Even a very lean person has enough fat stores to sustain hours of exercise, which makes a dietary source of fat during exercise less pressing than carbohydrates, like what are in honey and Chargel, which can be used up much more quickly as a workout progresses. Fat and protein can also slow down digestion which may lead to digestive woes in some people.
You probably don’t want to take a bear-shaped bottle with you on a run, so try mixing 2 tablespoons honey and water in a gel flask and sucking one of these back for each hour of exercise. For hot, sweaty workouts, add a pinch of sea salt. You can also find skinny tubes of honey in some shops that are easily transported when on the go.
Can’t stomach the thought of downing another saccharine energy chew? Maybe it’s time to fuel up on something a little more savory. Consuming potato puree during endurance exercise maintains blood sugar and boosts performance as well as energy gels do, according to a study published in the Journal of Applied Physiology. In the randomized-crossover design investigation, trained athletes who took in potato puree during a 2-hour cycling challenge that included some high-intensity intervals followed by a time trial performed identically well to those taking commercial gels, and 6.5 minutes faster than those consuming no carbohydrates. During both carb-based trials, the participants got 15 grams of carbs, in either gel or potato form, every 15 minutes to supply 60 grams of carbs per hour. This is about the number of carbohydrates for each hour of endurance exercise recommended by sports dietitians and in sports nutrition research. The spud and gel-powered athletes saw similar increases in blood sugar and heart rate, and reported a lower perceived effort compared to when they received no carbs. The upshot is that potatoes offer a very cost-effective way to fuel your endurance workouts.
One caveat is that fueling on potatoes resulted in more GI symptoms including bloating and gas than what occurred with gels. The higher rate of stomach issues was likely because the study participants had to eat more potato—4.5 ounces per dose versus 0.8 ounces of gel—to get the necessary prescribed amount of carbohydrates. This suggests that potatoes may be best employed as part of a diverse fueling strategy, rather than the sole source of your energy-boosting carbs. Make sure to practice using potatoes during training sessions to determine how well tolerated they are by your stomach when working up a sweat.

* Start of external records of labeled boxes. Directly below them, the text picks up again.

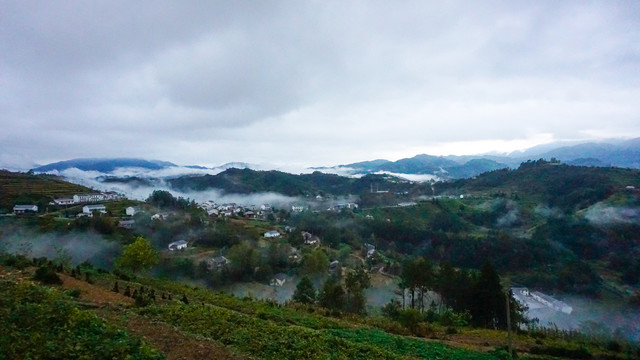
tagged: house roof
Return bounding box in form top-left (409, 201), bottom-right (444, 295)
top-left (273, 273), bottom-right (287, 281)
top-left (13, 205), bottom-right (37, 210)
top-left (84, 204), bottom-right (105, 210)
top-left (169, 240), bottom-right (188, 247)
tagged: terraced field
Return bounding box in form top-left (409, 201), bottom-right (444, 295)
top-left (0, 170), bottom-right (92, 212)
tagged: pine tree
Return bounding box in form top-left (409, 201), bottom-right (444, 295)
top-left (292, 275), bottom-right (316, 304)
top-left (318, 278), bottom-right (344, 310)
top-left (470, 261), bottom-right (506, 328)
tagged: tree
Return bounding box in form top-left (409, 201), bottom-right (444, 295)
top-left (471, 261), bottom-right (506, 328)
top-left (227, 241), bottom-right (260, 280)
top-left (318, 278), bottom-right (344, 310)
top-left (301, 249), bottom-right (329, 275)
top-left (292, 276), bottom-right (316, 304)
top-left (345, 267), bottom-right (371, 314)
top-left (116, 237), bottom-right (158, 273)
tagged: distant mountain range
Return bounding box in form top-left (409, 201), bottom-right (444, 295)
top-left (33, 138), bottom-right (640, 179)
top-left (324, 138), bottom-right (640, 179)
top-left (33, 158), bottom-right (177, 173)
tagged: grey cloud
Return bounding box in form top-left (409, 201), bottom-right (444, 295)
top-left (0, 1), bottom-right (640, 165)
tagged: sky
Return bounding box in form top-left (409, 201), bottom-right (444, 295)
top-left (0, 0), bottom-right (640, 168)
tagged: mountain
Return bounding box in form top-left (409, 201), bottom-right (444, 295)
top-left (434, 160), bottom-right (640, 208)
top-left (33, 158), bottom-right (177, 173)
top-left (337, 154), bottom-right (508, 179)
top-left (167, 168), bottom-right (419, 196)
top-left (0, 170), bottom-right (93, 212)
top-left (540, 138), bottom-right (640, 169)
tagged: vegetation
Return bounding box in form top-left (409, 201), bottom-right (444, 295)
top-left (116, 237), bottom-right (158, 273)
top-left (0, 281), bottom-right (164, 359)
top-left (0, 170), bottom-right (92, 212)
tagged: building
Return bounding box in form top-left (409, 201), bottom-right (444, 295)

When you’re out for the long haul bringing along some potato fuel is not out of the question. Simply steam or boil a few baby (new) potatoes, which are easier to transport than larger spuds, slice them open slightly and stuff with a few sprinkles of salt. Let cool and transport in a zip-top bag. Or, if you can, stash some cooked potato at aid stations which you can eat when you are paused for a mid-race fuel stop.